Marie Wadden Abstract

“The Labrador Excursion of George Hutchinson, 1853-1867” is a biography of William Wordsworth’s nephew who lived in Battle Harbour, Labrador, as a missionary in the mid nineteenth century. Little was known of him until the spring of 2017 when the author found five hardcover journals of correspondence from Hutchinson, written while he lived in Labrador. The letters were sent to his family, and transcribed by his sisters, who later donated them to the Wordsworth Trust in Grasmere, England. The letters contain far more personal details of Hutchinson’s life than can be learned from his official correspondence with the Society for the Propagation of the Gospel for whom he worked. Hutchinson writes of his first transatlantic crossing, his impressions of St.
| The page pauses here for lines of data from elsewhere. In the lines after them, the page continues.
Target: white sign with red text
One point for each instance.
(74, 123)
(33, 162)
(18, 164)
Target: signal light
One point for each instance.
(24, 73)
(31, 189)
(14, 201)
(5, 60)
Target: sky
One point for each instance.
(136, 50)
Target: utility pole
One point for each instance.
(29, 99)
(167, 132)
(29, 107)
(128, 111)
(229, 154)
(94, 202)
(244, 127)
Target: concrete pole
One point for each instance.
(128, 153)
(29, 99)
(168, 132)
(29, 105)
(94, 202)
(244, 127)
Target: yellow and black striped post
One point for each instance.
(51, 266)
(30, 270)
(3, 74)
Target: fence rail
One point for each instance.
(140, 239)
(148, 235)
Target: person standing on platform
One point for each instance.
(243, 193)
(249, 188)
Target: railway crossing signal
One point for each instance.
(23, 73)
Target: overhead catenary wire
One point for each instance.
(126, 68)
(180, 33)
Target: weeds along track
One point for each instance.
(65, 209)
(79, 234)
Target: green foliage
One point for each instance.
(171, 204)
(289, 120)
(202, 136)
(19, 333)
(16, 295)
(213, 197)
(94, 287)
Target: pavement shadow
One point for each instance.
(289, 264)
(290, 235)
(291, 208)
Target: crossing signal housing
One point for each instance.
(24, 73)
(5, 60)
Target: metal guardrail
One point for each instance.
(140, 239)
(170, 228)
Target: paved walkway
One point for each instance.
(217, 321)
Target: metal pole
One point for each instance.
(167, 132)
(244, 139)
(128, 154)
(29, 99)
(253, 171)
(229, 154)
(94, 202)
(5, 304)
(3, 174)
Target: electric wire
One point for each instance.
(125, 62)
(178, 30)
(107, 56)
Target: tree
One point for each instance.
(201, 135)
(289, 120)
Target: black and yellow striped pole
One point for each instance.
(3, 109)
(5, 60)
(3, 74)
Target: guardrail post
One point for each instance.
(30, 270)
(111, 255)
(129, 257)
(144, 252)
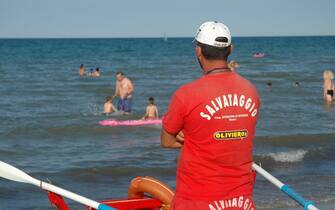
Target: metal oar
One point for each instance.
(10, 172)
(308, 205)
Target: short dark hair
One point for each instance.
(214, 53)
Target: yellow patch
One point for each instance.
(230, 135)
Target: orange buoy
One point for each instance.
(155, 188)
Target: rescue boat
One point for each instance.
(143, 193)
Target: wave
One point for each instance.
(291, 156)
(297, 141)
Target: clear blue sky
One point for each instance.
(153, 18)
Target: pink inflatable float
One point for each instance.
(113, 123)
(258, 55)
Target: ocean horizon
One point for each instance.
(49, 117)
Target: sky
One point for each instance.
(154, 18)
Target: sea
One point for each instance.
(49, 115)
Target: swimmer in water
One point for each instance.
(233, 65)
(108, 106)
(96, 73)
(328, 86)
(81, 71)
(151, 110)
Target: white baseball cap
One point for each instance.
(214, 33)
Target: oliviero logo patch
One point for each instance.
(230, 135)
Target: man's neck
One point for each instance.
(210, 65)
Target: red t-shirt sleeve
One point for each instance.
(173, 119)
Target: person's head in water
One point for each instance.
(119, 76)
(151, 100)
(213, 46)
(109, 99)
(328, 75)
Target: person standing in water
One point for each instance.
(95, 73)
(81, 71)
(328, 86)
(123, 89)
(213, 121)
(151, 110)
(108, 105)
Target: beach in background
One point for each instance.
(49, 116)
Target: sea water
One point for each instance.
(49, 116)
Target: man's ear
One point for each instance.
(231, 48)
(198, 52)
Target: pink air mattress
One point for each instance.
(258, 55)
(129, 122)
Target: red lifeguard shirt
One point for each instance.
(218, 115)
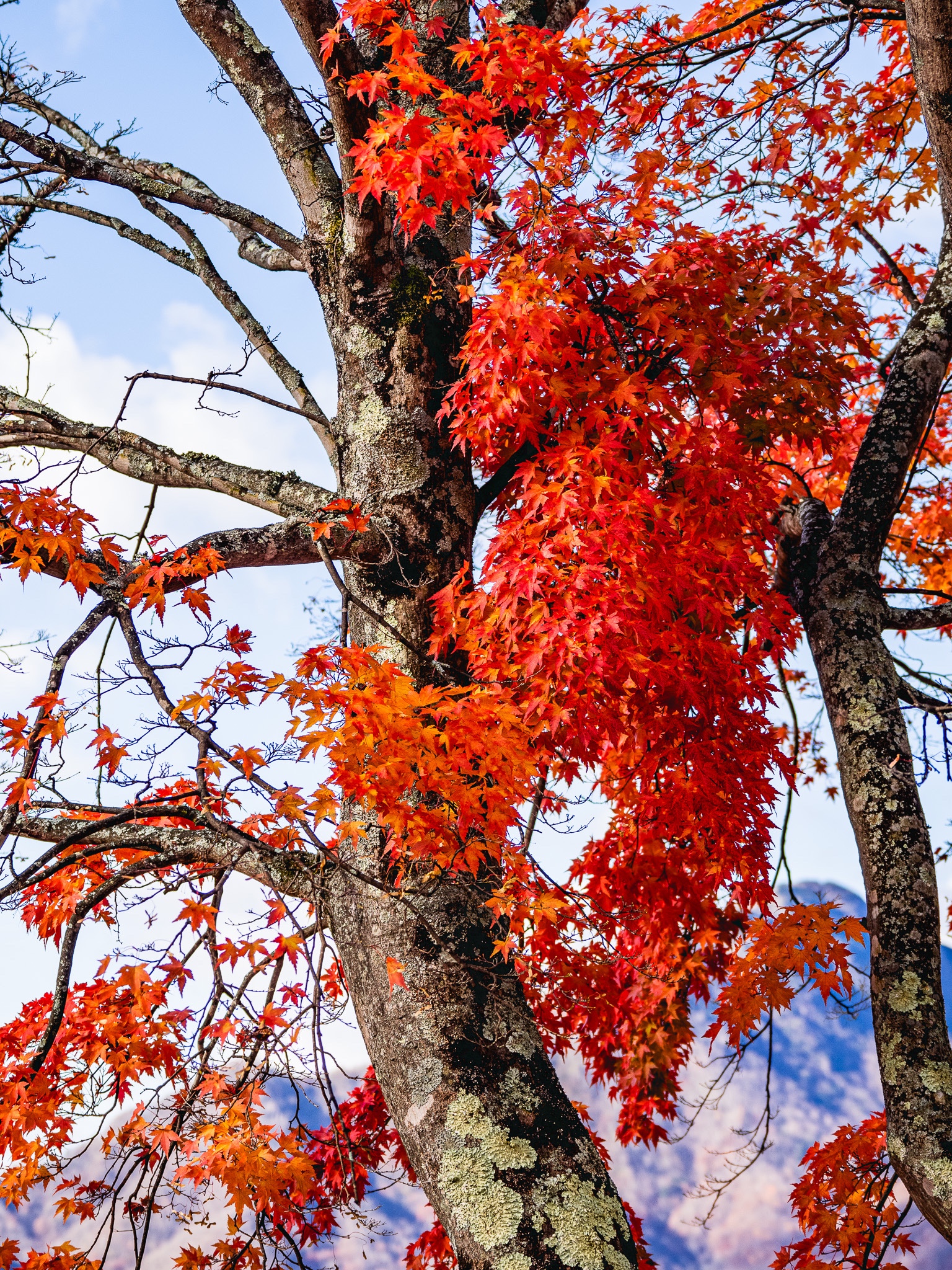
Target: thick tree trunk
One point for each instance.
(834, 585)
(500, 1152)
(498, 1147)
(860, 690)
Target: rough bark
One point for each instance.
(499, 1150)
(833, 582)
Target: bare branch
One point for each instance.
(55, 678)
(255, 74)
(289, 871)
(30, 424)
(917, 619)
(60, 158)
(173, 254)
(286, 544)
(252, 247)
(897, 272)
(913, 696)
(225, 294)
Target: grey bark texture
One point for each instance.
(832, 577)
(500, 1152)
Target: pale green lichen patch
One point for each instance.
(362, 342)
(490, 1209)
(514, 1261)
(372, 418)
(584, 1223)
(895, 1148)
(940, 1174)
(467, 1118)
(937, 1077)
(904, 997)
(426, 1077)
(892, 1064)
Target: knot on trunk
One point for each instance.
(803, 528)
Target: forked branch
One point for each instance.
(30, 424)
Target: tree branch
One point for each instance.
(255, 74)
(252, 247)
(30, 424)
(286, 544)
(60, 158)
(917, 619)
(922, 700)
(225, 294)
(173, 254)
(289, 871)
(890, 443)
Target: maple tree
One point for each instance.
(601, 282)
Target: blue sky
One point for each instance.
(120, 310)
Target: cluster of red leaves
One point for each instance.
(41, 528)
(444, 769)
(624, 621)
(804, 941)
(847, 1206)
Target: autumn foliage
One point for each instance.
(658, 362)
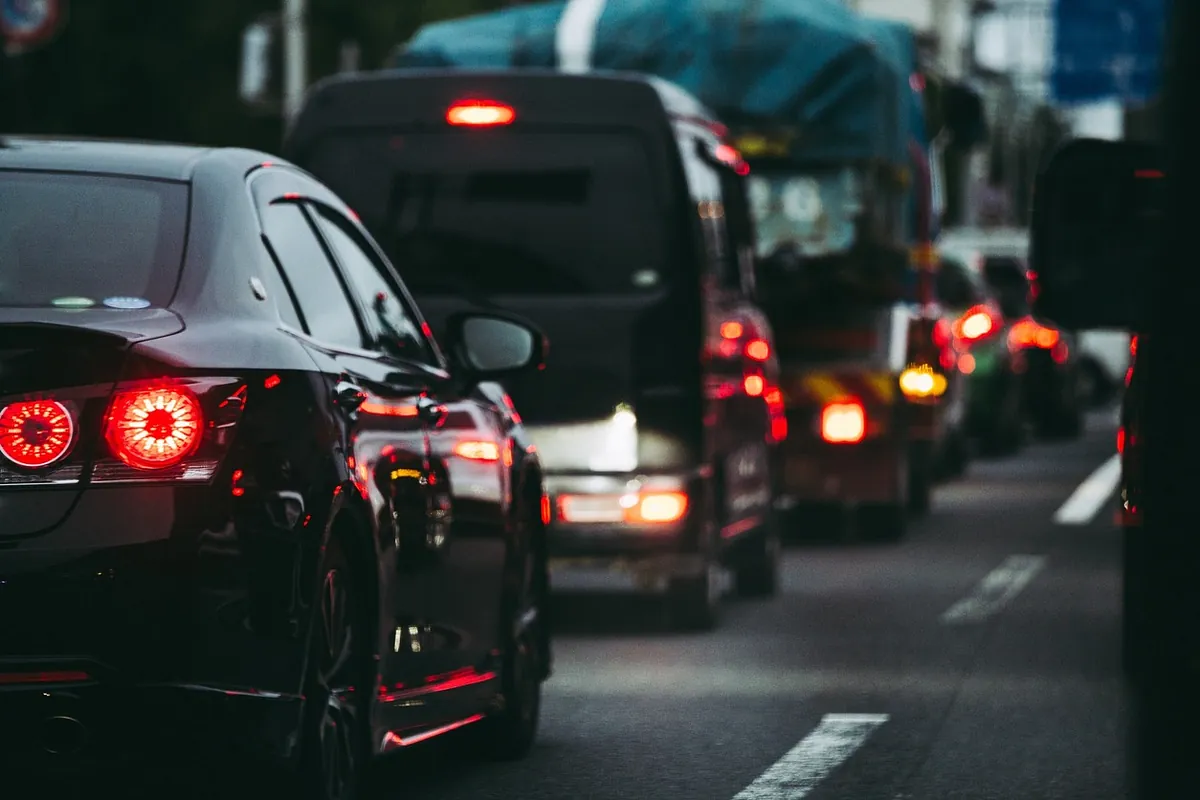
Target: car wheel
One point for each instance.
(693, 602)
(921, 477)
(509, 733)
(340, 686)
(757, 570)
John’s, characterizations of his fellow Church of England clergy, and describes at length the many challenges he faced serving 60 tiny settlements between Henley Harbour and Seal Islands. There is something extraordinary in the way he so quickly adapted to the Labrador way of life, and a terrible poignancy in the personal toll it took on his life, shortening it, just when he had found domestic happiness. Readers will meet a very sympathetic man, sometimes troubled by the need to fulfil the mandate set by the charismatic, but religiously zealous, Bishop Edward Feild, who was determined to build churches and imbue a disciplined religious practice among people who were barely eking a living in one of the world’s most challenging climates.